The Counter Reformation regenerated the previously somewhat neglected Joseph as a cult figure. He became the object of writings and paintings. The topic fit in quite naturally with the times, and was no mark of originality. It was in fact interwoven into the very fabric of contemporary preoccupations, already quite devoted to the Saviour's childhood.

Here a young child helps his father, a carpenter.

The old man, bent low over his chore, is facing the child, who stands motionless and whose face is bathed in light. With the flame he carries to illuminate the adult's work, he is actually shedding light on himself. This light makes him unreal, and the unrealistic transparency of his hand heightens the supernatural effect. A simple workshop scene has been transformed into a divine event: commonplace reality is transfigured into by the lighting.

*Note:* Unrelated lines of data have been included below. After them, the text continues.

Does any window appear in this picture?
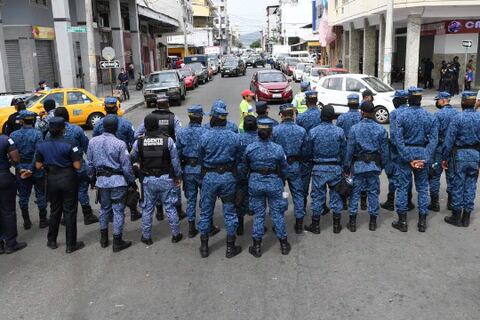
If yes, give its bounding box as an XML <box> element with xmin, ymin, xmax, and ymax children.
<box><xmin>67</xmin><ymin>91</ymin><xmax>92</xmax><ymax>105</ymax></box>
<box><xmin>347</xmin><ymin>78</ymin><xmax>366</xmax><ymax>92</ymax></box>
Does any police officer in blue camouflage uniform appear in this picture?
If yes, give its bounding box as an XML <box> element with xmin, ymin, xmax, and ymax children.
<box><xmin>442</xmin><ymin>91</ymin><xmax>480</xmax><ymax>227</ymax></box>
<box><xmin>244</xmin><ymin>119</ymin><xmax>291</xmax><ymax>258</ymax></box>
<box><xmin>35</xmin><ymin>117</ymin><xmax>85</xmax><ymax>253</ymax></box>
<box><xmin>344</xmin><ymin>101</ymin><xmax>389</xmax><ymax>232</ymax></box>
<box><xmin>235</xmin><ymin>115</ymin><xmax>258</xmax><ymax>236</ymax></box>
<box><xmin>176</xmin><ymin>105</ymin><xmax>207</xmax><ymax>238</ymax></box>
<box><xmin>305</xmin><ymin>105</ymin><xmax>346</xmax><ymax>234</ymax></box>
<box><xmin>132</xmin><ymin>114</ymin><xmax>183</xmax><ymax>245</ymax></box>
<box><xmin>428</xmin><ymin>92</ymin><xmax>458</xmax><ymax>212</ymax></box>
<box><xmin>51</xmin><ymin>107</ymin><xmax>98</xmax><ymax>225</ymax></box>
<box><xmin>0</xmin><ymin>134</ymin><xmax>27</xmax><ymax>254</ymax></box>
<box><xmin>392</xmin><ymin>87</ymin><xmax>438</xmax><ymax>232</ymax></box>
<box><xmin>10</xmin><ymin>110</ymin><xmax>48</xmax><ymax>230</ymax></box>
<box><xmin>87</xmin><ymin>114</ymin><xmax>135</xmax><ymax>252</ymax></box>
<box><xmin>272</xmin><ymin>103</ymin><xmax>307</xmax><ymax>234</ymax></box>
<box><xmin>198</xmin><ymin>108</ymin><xmax>242</xmax><ymax>258</ymax></box>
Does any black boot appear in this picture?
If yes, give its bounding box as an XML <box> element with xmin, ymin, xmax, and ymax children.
<box><xmin>280</xmin><ymin>237</ymin><xmax>292</xmax><ymax>256</ymax></box>
<box><xmin>39</xmin><ymin>209</ymin><xmax>48</xmax><ymax>229</ymax></box>
<box><xmin>347</xmin><ymin>216</ymin><xmax>357</xmax><ymax>232</ymax></box>
<box><xmin>462</xmin><ymin>210</ymin><xmax>471</xmax><ymax>228</ymax></box>
<box><xmin>428</xmin><ymin>194</ymin><xmax>440</xmax><ymax>212</ymax></box>
<box><xmin>130</xmin><ymin>208</ymin><xmax>142</xmax><ymax>222</ymax></box>
<box><xmin>392</xmin><ymin>213</ymin><xmax>408</xmax><ymax>232</ymax></box>
<box><xmin>20</xmin><ymin>207</ymin><xmax>32</xmax><ymax>230</ymax></box>
<box><xmin>237</xmin><ymin>216</ymin><xmax>244</xmax><ymax>236</ymax></box>
<box><xmin>113</xmin><ymin>233</ymin><xmax>132</xmax><ymax>252</ymax></box>
<box><xmin>100</xmin><ymin>229</ymin><xmax>108</xmax><ymax>248</ymax></box>
<box><xmin>380</xmin><ymin>192</ymin><xmax>395</xmax><ymax>211</ymax></box>
<box><xmin>368</xmin><ymin>215</ymin><xmax>377</xmax><ymax>231</ymax></box>
<box><xmin>444</xmin><ymin>209</ymin><xmax>462</xmax><ymax>227</ymax></box>
<box><xmin>295</xmin><ymin>218</ymin><xmax>303</xmax><ymax>234</ymax></box>
<box><xmin>188</xmin><ymin>221</ymin><xmax>198</xmax><ymax>238</ymax></box>
<box><xmin>333</xmin><ymin>214</ymin><xmax>342</xmax><ymax>233</ymax></box>
<box><xmin>305</xmin><ymin>216</ymin><xmax>320</xmax><ymax>234</ymax></box>
<box><xmin>225</xmin><ymin>236</ymin><xmax>242</xmax><ymax>259</ymax></box>
<box><xmin>248</xmin><ymin>239</ymin><xmax>262</xmax><ymax>258</ymax></box>
<box><xmin>417</xmin><ymin>214</ymin><xmax>427</xmax><ymax>232</ymax></box>
<box><xmin>82</xmin><ymin>206</ymin><xmax>98</xmax><ymax>226</ymax></box>
<box><xmin>200</xmin><ymin>234</ymin><xmax>209</xmax><ymax>258</ymax></box>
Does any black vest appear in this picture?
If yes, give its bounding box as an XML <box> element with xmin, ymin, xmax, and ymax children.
<box><xmin>138</xmin><ymin>131</ymin><xmax>173</xmax><ymax>176</ymax></box>
<box><xmin>152</xmin><ymin>110</ymin><xmax>176</xmax><ymax>141</ymax></box>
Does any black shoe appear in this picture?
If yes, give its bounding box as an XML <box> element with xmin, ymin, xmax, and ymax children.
<box><xmin>47</xmin><ymin>241</ymin><xmax>58</xmax><ymax>250</ymax></box>
<box><xmin>237</xmin><ymin>216</ymin><xmax>245</xmax><ymax>236</ymax></box>
<box><xmin>368</xmin><ymin>215</ymin><xmax>377</xmax><ymax>231</ymax></box>
<box><xmin>280</xmin><ymin>237</ymin><xmax>292</xmax><ymax>256</ymax></box>
<box><xmin>200</xmin><ymin>234</ymin><xmax>210</xmax><ymax>258</ymax></box>
<box><xmin>392</xmin><ymin>213</ymin><xmax>408</xmax><ymax>232</ymax></box>
<box><xmin>417</xmin><ymin>214</ymin><xmax>427</xmax><ymax>232</ymax></box>
<box><xmin>113</xmin><ymin>234</ymin><xmax>132</xmax><ymax>252</ymax></box>
<box><xmin>248</xmin><ymin>239</ymin><xmax>262</xmax><ymax>258</ymax></box>
<box><xmin>462</xmin><ymin>210</ymin><xmax>471</xmax><ymax>228</ymax></box>
<box><xmin>295</xmin><ymin>218</ymin><xmax>303</xmax><ymax>234</ymax></box>
<box><xmin>172</xmin><ymin>233</ymin><xmax>183</xmax><ymax>243</ymax></box>
<box><xmin>443</xmin><ymin>209</ymin><xmax>462</xmax><ymax>227</ymax></box>
<box><xmin>380</xmin><ymin>192</ymin><xmax>395</xmax><ymax>211</ymax></box>
<box><xmin>347</xmin><ymin>216</ymin><xmax>357</xmax><ymax>232</ymax></box>
<box><xmin>65</xmin><ymin>241</ymin><xmax>85</xmax><ymax>253</ymax></box>
<box><xmin>333</xmin><ymin>214</ymin><xmax>342</xmax><ymax>233</ymax></box>
<box><xmin>100</xmin><ymin>229</ymin><xmax>108</xmax><ymax>248</ymax></box>
<box><xmin>5</xmin><ymin>242</ymin><xmax>27</xmax><ymax>254</ymax></box>
<box><xmin>140</xmin><ymin>236</ymin><xmax>153</xmax><ymax>246</ymax></box>
<box><xmin>225</xmin><ymin>236</ymin><xmax>242</xmax><ymax>259</ymax></box>
<box><xmin>304</xmin><ymin>216</ymin><xmax>320</xmax><ymax>234</ymax></box>
<box><xmin>188</xmin><ymin>221</ymin><xmax>198</xmax><ymax>238</ymax></box>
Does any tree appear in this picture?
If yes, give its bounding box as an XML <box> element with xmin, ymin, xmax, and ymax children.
<box><xmin>250</xmin><ymin>39</ymin><xmax>262</xmax><ymax>49</ymax></box>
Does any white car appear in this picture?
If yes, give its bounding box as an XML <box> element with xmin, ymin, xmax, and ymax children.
<box><xmin>316</xmin><ymin>73</ymin><xmax>395</xmax><ymax>124</ymax></box>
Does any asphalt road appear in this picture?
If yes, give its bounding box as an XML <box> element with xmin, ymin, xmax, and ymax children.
<box><xmin>0</xmin><ymin>69</ymin><xmax>480</xmax><ymax>320</ymax></box>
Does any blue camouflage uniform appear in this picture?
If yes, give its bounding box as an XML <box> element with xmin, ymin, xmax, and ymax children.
<box><xmin>244</xmin><ymin>119</ymin><xmax>288</xmax><ymax>240</ymax></box>
<box><xmin>272</xmin><ymin>104</ymin><xmax>307</xmax><ymax>219</ymax></box>
<box><xmin>198</xmin><ymin>108</ymin><xmax>241</xmax><ymax>236</ymax></box>
<box><xmin>176</xmin><ymin>106</ymin><xmax>206</xmax><ymax>222</ymax></box>
<box><xmin>10</xmin><ymin>110</ymin><xmax>47</xmax><ymax>212</ymax></box>
<box><xmin>87</xmin><ymin>132</ymin><xmax>135</xmax><ymax>236</ymax></box>
<box><xmin>442</xmin><ymin>91</ymin><xmax>480</xmax><ymax>216</ymax></box>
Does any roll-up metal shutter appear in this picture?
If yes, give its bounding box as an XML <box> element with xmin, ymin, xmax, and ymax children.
<box><xmin>5</xmin><ymin>40</ymin><xmax>25</xmax><ymax>92</ymax></box>
<box><xmin>35</xmin><ymin>40</ymin><xmax>56</xmax><ymax>87</ymax></box>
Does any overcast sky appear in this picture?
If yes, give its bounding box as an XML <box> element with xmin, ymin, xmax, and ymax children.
<box><xmin>227</xmin><ymin>0</ymin><xmax>278</xmax><ymax>34</ymax></box>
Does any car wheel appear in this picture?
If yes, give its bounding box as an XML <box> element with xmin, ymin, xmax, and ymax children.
<box><xmin>375</xmin><ymin>106</ymin><xmax>390</xmax><ymax>124</ymax></box>
<box><xmin>87</xmin><ymin>112</ymin><xmax>105</xmax><ymax>129</ymax></box>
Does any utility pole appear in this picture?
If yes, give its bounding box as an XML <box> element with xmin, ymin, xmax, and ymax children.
<box><xmin>85</xmin><ymin>0</ymin><xmax>98</xmax><ymax>95</ymax></box>
<box><xmin>383</xmin><ymin>0</ymin><xmax>394</xmax><ymax>84</ymax></box>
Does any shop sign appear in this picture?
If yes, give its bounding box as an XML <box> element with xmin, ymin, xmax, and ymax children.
<box><xmin>32</xmin><ymin>26</ymin><xmax>55</xmax><ymax>40</ymax></box>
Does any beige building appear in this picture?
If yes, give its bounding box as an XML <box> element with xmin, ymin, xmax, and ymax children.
<box><xmin>328</xmin><ymin>0</ymin><xmax>480</xmax><ymax>87</ymax></box>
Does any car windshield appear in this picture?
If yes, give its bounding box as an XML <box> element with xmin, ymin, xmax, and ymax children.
<box><xmin>148</xmin><ymin>72</ymin><xmax>177</xmax><ymax>83</ymax></box>
<box><xmin>363</xmin><ymin>77</ymin><xmax>394</xmax><ymax>92</ymax></box>
<box><xmin>258</xmin><ymin>72</ymin><xmax>287</xmax><ymax>82</ymax></box>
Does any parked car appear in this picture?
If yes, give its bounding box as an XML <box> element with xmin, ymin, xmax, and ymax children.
<box><xmin>221</xmin><ymin>58</ymin><xmax>247</xmax><ymax>78</ymax></box>
<box><xmin>178</xmin><ymin>67</ymin><xmax>198</xmax><ymax>90</ymax></box>
<box><xmin>317</xmin><ymin>73</ymin><xmax>395</xmax><ymax>124</ymax></box>
<box><xmin>143</xmin><ymin>70</ymin><xmax>187</xmax><ymax>107</ymax></box>
<box><xmin>250</xmin><ymin>70</ymin><xmax>293</xmax><ymax>103</ymax></box>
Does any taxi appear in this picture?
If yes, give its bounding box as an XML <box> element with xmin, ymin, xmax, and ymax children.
<box><xmin>0</xmin><ymin>88</ymin><xmax>124</xmax><ymax>132</ymax></box>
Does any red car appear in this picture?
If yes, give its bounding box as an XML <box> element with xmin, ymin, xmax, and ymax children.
<box><xmin>250</xmin><ymin>70</ymin><xmax>293</xmax><ymax>103</ymax></box>
<box><xmin>179</xmin><ymin>68</ymin><xmax>198</xmax><ymax>90</ymax></box>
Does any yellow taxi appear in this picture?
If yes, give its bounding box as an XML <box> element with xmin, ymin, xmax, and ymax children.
<box><xmin>0</xmin><ymin>88</ymin><xmax>124</xmax><ymax>132</ymax></box>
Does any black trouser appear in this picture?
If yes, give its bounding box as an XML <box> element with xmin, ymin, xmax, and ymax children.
<box><xmin>47</xmin><ymin>168</ymin><xmax>78</xmax><ymax>247</ymax></box>
<box><xmin>0</xmin><ymin>170</ymin><xmax>17</xmax><ymax>247</ymax></box>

Once again, moreover, the staging of only two persons serves as a masterful device. Joseph, leaning heavily on his drill, together with the flame and the child's leg, describe a set of verticals allowing the eye to travel back and forth from top to bottom of the painting. But the light attracts us, drawing us from father to Son. And it is the luminous presence of the Son, standing attentively straight, that provides the scene with its definitive stability.

La Tour's extraordinary technical prowess comes through for instance in the detail of the Saint's head, in the mastery of his craggy face, or in the beard, which boasts artistic liberty that far surpasses the painstaking realism of the XVIIth century. With the slightest stretch of imagination, one finds traces of the masters to come - the light touch of a Corot or the suggestive flick of a brush of a Turner!